You talk about “silencing the little boy ” in your book. That’s me all over. If I don’t get my way, or if someone doesn’t measure up to my expectations, I can act like a real jerk. My dad left my mom when I was young and all I really remember is feeling that he let me down. And believe me, he let me down in many ways, like making promises he never kept. As a result, I have a short fuse and it makes me get into arguments that I always regret. And it also comes out on the road when I find myself screaming at idiot drivers. Anyways, I’m really tired of being this way. I need some help.


Ready to Pick a Fight


Dear Fighter,

It’s hard getting over the hurt of a dad not being there for you. Those of us in that situation have often spent a good deal of energy—way into adulthood—searching for a substitute dad. That kind of needy energy can push a lot of men out of our lives, rather than closer. We also find ourselves painfully disappointed because we’re bringing unrealistic expectations to these relationships.

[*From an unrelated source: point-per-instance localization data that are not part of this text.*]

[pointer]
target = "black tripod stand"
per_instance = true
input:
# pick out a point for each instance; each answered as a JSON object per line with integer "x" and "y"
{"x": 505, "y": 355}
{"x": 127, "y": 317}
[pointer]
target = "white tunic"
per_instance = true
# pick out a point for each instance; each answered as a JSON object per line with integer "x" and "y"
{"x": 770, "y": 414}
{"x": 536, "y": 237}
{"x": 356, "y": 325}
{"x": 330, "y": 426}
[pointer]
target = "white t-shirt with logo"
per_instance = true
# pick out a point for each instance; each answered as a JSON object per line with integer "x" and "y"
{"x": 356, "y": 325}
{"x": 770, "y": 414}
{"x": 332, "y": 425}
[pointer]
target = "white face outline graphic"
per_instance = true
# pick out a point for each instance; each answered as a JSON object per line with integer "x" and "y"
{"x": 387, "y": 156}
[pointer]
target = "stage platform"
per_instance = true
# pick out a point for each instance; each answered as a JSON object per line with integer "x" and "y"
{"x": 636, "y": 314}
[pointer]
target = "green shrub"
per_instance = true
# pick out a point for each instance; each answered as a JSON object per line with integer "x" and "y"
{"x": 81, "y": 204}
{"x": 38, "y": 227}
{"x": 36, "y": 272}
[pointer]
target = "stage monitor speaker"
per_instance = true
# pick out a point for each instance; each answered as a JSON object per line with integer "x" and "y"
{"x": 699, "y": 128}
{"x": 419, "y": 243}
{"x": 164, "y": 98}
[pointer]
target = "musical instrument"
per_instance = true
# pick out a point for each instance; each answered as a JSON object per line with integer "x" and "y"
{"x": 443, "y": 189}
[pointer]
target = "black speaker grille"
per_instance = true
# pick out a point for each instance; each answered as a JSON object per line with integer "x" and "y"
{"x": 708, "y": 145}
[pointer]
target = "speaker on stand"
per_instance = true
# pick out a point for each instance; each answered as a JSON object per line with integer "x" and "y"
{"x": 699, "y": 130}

You sound as if you understand why you feel the way you do. Now you need to take some action to change your behavior. Here’s a first step: Make a commitment to be a completely different driver for the week. Expect idiots on the road. Rather than being naive and then surprised by the inevitable unaware driver, come prepared. Tape a note to your dash that says, “Slow down and enjoy the ride.” When you hit the freeway, drive in the third lane, drive slower, and watch those potential hazards drive right by you.

This won’t protect you from all potential mishaps on the road. But what it will do is show you that you can drive on your own terms, that you can be the master of your emotions, and that you can rid yourself of some of the anger that’s getting in your way. If you can make such a tremendous difference on your way to work with such a simple behavioral change, imagine what you’re capable of doing in all areas of your life.

It’s time to be your own best father. When you start taking care of yourself, you’ll begin to see that you don’t need daddy as much as you thought, not any more. But as always, I suggest that you find other men who can support you, and who share your same challenges, as you make these changes in your life.